Another long run factor are some apparent labor shortages in Russian industry. The longer the war goes on, the more acute these shortages will become, both from men killed/injured at the front, and from more men being sent (even if they are not killed/wounded). Some of these shortages might be mitigated in theory by encouraging immigration from former Soviet states and other locations. However, there have been reports of foreign workers being shipped off to the military at some point after arriving in Russia. How extensive these cases are is hard to say. However, if the perception takes that this is a major risk, finding foreign workers willing to go to Russia to alleviate labor shortages might prove challenging.


Conclusion:

To answer the question as to how long the Russian economy can hold up and support the Russian war effort, the answer is likely ‘more or less indefinitely’. Putin needs to have something that he can sell as a win, and he has partners such as China, and to a lesser extent India, that are willing to continue to do business with him. China doesn’t want him to lose and will act where it can to ensure his economic capacity remains adequate to at least not lose as his actions put some pressure on the U.S. While China still needs the U.S. as a trading partner, having someone else put pressure on the U.S. (or its allies) is a good thing from China’s perspective. This dynamic ensures that the war is likely to go on until either the West supplies Ukraine with massive military aid that would somehow allow the Ukrainians to militarily eject Russia from Ukrainian territory, including Crimea (unlikely as Ukraine appears to have some manpower shortfalls currently), or Putin achieves some result that he can live with.

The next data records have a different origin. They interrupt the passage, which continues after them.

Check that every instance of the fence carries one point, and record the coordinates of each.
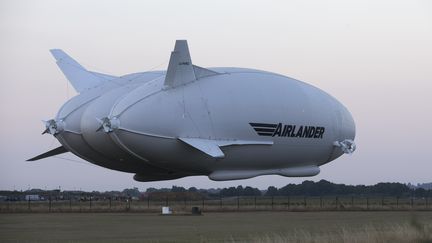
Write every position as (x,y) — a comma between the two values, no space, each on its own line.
(221,204)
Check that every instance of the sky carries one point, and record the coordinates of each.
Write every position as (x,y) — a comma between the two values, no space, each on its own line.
(373,56)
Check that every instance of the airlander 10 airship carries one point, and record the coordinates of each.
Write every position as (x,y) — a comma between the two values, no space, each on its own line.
(224,123)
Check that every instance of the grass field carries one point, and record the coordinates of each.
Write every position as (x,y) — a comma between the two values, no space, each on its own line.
(344,226)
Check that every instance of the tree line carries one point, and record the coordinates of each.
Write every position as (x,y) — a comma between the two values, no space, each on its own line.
(308,188)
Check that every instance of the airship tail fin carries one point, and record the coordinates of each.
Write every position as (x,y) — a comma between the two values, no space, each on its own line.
(80,78)
(180,68)
(50,153)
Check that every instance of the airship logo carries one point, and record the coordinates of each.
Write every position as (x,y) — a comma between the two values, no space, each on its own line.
(280,130)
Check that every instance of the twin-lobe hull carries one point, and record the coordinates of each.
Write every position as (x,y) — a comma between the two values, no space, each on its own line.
(226,123)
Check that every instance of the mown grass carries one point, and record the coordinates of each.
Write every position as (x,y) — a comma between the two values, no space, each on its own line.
(342,226)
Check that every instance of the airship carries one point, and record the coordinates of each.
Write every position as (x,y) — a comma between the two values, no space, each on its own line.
(226,123)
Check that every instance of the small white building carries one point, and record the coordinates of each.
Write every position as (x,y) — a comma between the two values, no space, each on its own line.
(33,197)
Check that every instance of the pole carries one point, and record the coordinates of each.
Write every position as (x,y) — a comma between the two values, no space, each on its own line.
(289,202)
(238,202)
(367,203)
(220,201)
(272,202)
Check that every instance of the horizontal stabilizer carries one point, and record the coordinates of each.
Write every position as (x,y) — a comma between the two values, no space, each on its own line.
(205,145)
(302,171)
(50,153)
(212,147)
(80,78)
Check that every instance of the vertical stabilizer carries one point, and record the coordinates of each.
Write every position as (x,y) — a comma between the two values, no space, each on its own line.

While sanctions against Russia and the restriction in trade is likely to create a Russia with lower standards of living in ten years than what they are today and also less technologically advanced relative to certain other places, the idea that the Russian economy will collapse to the point that Putin is forced to sue for peace or be forced to negotiate from a hopeless position does not appear to be realistic. Some have predicted that Russia will eventually be reduced to a very large version of North Korea. This too is likely unrealistic. North Korea is only relevant because it has nuclear weapons; it really has nothing else to offer. Russia, on the other hand, has large quantities of natural resources, thereby making it potentially relevant to many countries. Whatever a future Russian economy looks like and whatever shortcomings it is likely to possess, it probably won’t be as a collapsed economy forced into stopping the war entirely on the West’s terms as had been intended.